Ravenholt said, “I thought that with the project about to be rejected, I possibly could serve as a sort of mediator.”

“You mean you thought we could be bribed.”

“Not at all,” said Ravenholt wrathfully. “I was only recognizing that the project was perhaps a cut beyond what your license calls for.”

“It’s all of that,” said Spencer.

“I cannot fully understand your objection to it,” Ravenholt persisted.

“Dr. Ravenholt,” said Spencer gently, “how would you like to be responsible for the destruction of a faith?”

“But,” stammered Ravenholt, “there is no such possibility …”

“Are you certain?” Spencer asked him. “How certain are you, Dr. Ravenholt? Even the black magic of the Congo?”

“Well, I—well, since you put it that way …”

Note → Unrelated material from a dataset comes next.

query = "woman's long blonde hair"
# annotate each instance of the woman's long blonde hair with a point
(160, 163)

“You see what I mean?” asked Spencer.

“But even so,” argued Ravenholt, “there could be certain facts suppressed …”

“Come now! How long do you think you could keep it bottled up? Anyway, when Past, Inc., does a job,” Spencer told him firmly, “it goes gunning for the truth. And when we learn it, we report it. That is the one excuse we have for our continuing existence. We have a certain project here—a personal, full-rate contract—in which we have traced a family tree for almost two thousand years. We have been forced to tell our client some unpleasant things. But we told them.”

“That’s part of what I’m trying to convey to you,” shouted Ravenholt, shaken finally out of his ruthless calm. “You are willing to embark upon the tracing of a family tree, but you refuse this!”

“And you are confusing two utterly different operations! This investigation of religious origins is a public interest matter. Family Tree is a private account for which we’re being paid.”

Ravenholt rose angrily. “We’ll discuss this some other time, when we both can keep our temper.”

Spencer said wearily, “It won’t do any good. My mind is made up.”

“Mr. Spencer,” Ravenholt said, nastily, “I’m not without recourse.”

“Perhaps you’re not. You can go above my head. If that is what you’re thinking, I’ll tell you something else: You’ll carry out this project over my dead body. I will not, Dr. Ravenholt, betray the faith of any people in the world.”

“We’ll see,” said Ravenholt, still nasty.

“Now,” said Spencer, “you’re thinking that you can have me fired. Probably you could. Undoubtedly you know the very strings to pull. But it’s no solution.”

“I would think,” said Ravenholt, “it would be the perfect one.”

“I’d still fight you as a private citizen. I’d take it to the floor of the United Nations if I had to.”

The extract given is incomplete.